Although gold often benefits from periods of geopolitical uncertainty, high rates reduce its relative attractiveness compared to yield-generating assets, such as US Treasuries or money market funds.

In this regard, Smith said: “Since gold is often considered a store of value compared to cash, the higher the return that can be obtained on cash, the less attractive gold is as a savings instrument.”

The analyst mentioned that Türkiye and Russia sold part of their gold reserves. In the Turkish case, to support its currency after the regional conflict; in the Russian, to finance expenses associated with the war in Ukraine and other budgetary needs.

“This represented a setback for the market and generated headlines that scared some investors, leading them to adopt a more bearish stance on gold,” Smith noted.

The bullish thesis for gold remains

Despite the correction, Smith believes that the structural factors driving gold remain in place. “Structural demand for gold, especially from central banks, has not changed as they remain net buyers, particularly China, and several other central banks are allocating an increasing proportion of gold to their reserves,” the analyst noted.

He also noted that recently Gold overtook the US dollar as the main reserve asset of central banks.

The analyst added that rising US debt, geopolitical tensions in the Middle East, Ukraine and Asia, along with central bank purchases, continue to support demand for the metal.

“The fundamental factors that drove gold’s recent bull run remain strong over the long term,” he said.

In turn, he gave as an example that, from the end of 2023 to the beginning of June 2026, gold records a return of more than 178%. For Smith, this journey does not invalidate the possibility of new increases: on the contrary, he considers that the current correction offers an attractive entry point for investors with a long-term strategy.

Chart showing the performance of gold from January 2024 to June 2026.Chart showing the performance of gold from January 2024 to June 2026.
Gold performance from early 2024 to June 2026. Source: Seeking Alpha.

JP Morgan maintains a similar vision. The entity projects let the gold reach an average of $6,000 per ounce during the fourth quarter of 2026 and approaching $6,300 towards the end of 2027.

According to Greg Shearer, head of precious metals at the firm, the market is currently going through a period of uncertainty. “Gold is trapped in a kind of technical no man’s land,” he said.
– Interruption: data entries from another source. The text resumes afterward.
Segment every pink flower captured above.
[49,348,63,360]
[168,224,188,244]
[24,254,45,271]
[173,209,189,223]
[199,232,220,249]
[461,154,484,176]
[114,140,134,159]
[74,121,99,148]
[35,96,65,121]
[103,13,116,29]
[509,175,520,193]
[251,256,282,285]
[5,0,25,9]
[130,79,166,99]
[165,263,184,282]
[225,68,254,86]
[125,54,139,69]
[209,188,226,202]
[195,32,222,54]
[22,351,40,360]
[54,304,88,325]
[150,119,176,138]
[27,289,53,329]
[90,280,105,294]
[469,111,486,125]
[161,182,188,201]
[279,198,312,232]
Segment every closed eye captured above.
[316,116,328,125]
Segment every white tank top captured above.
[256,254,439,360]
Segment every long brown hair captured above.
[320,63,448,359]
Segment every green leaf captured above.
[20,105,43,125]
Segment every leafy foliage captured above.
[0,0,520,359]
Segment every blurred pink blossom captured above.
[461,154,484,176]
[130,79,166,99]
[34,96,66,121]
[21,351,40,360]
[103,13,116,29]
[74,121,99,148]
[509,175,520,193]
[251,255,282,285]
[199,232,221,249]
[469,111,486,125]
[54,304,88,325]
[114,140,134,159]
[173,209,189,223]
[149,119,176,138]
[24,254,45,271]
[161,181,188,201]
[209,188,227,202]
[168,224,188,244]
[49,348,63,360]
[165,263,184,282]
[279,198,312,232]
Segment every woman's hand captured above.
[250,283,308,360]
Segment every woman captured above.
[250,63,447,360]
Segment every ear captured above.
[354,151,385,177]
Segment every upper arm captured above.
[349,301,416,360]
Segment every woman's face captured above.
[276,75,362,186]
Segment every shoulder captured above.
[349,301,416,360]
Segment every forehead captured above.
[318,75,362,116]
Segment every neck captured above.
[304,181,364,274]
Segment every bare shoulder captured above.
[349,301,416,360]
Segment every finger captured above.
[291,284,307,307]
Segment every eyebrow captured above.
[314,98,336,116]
However, he added that Risks related to inflation, deterioration in purchasing power, fiscal concerns and geopolitical fragmentation continue to favor demand for gold as a store of value.

The risks gold still faces

Not all analysts believe that recovery is imminent. Goldman Sachs maintains a projection of $5,400 per ounce by the end of 2026, but warns that the path could remain volatile.

“We view near-term risks to our gold forecast as skewed to the downside,” they pointed out analysts Lina Thomas and Daan Struyven.

The entity maintains that the metal remains vulnerable to new liquidations if tensions in the Strait of Hormuz persist. Goldman analysts warn that eventual corrections in the bond or stock markets could cause additional sales of gold to cover losses in other assets.

JP Morgan identifies a similar risk. “The most important downside risk to our view is a scenario in which US growth and employment remain strong while inflation continues to accelerate,” Shearer explained.

Then, A more aggressive FED could weaken investor demand for gold.

For now, those who maintain a bullish view consider that the current correction represents an opportunity to accumulate exposure to the metal. If that thesis ends up prevailing, PAXG and XAUT could accompany the recovery of gold once the uncertainties that currently dominate the global scenario decrease.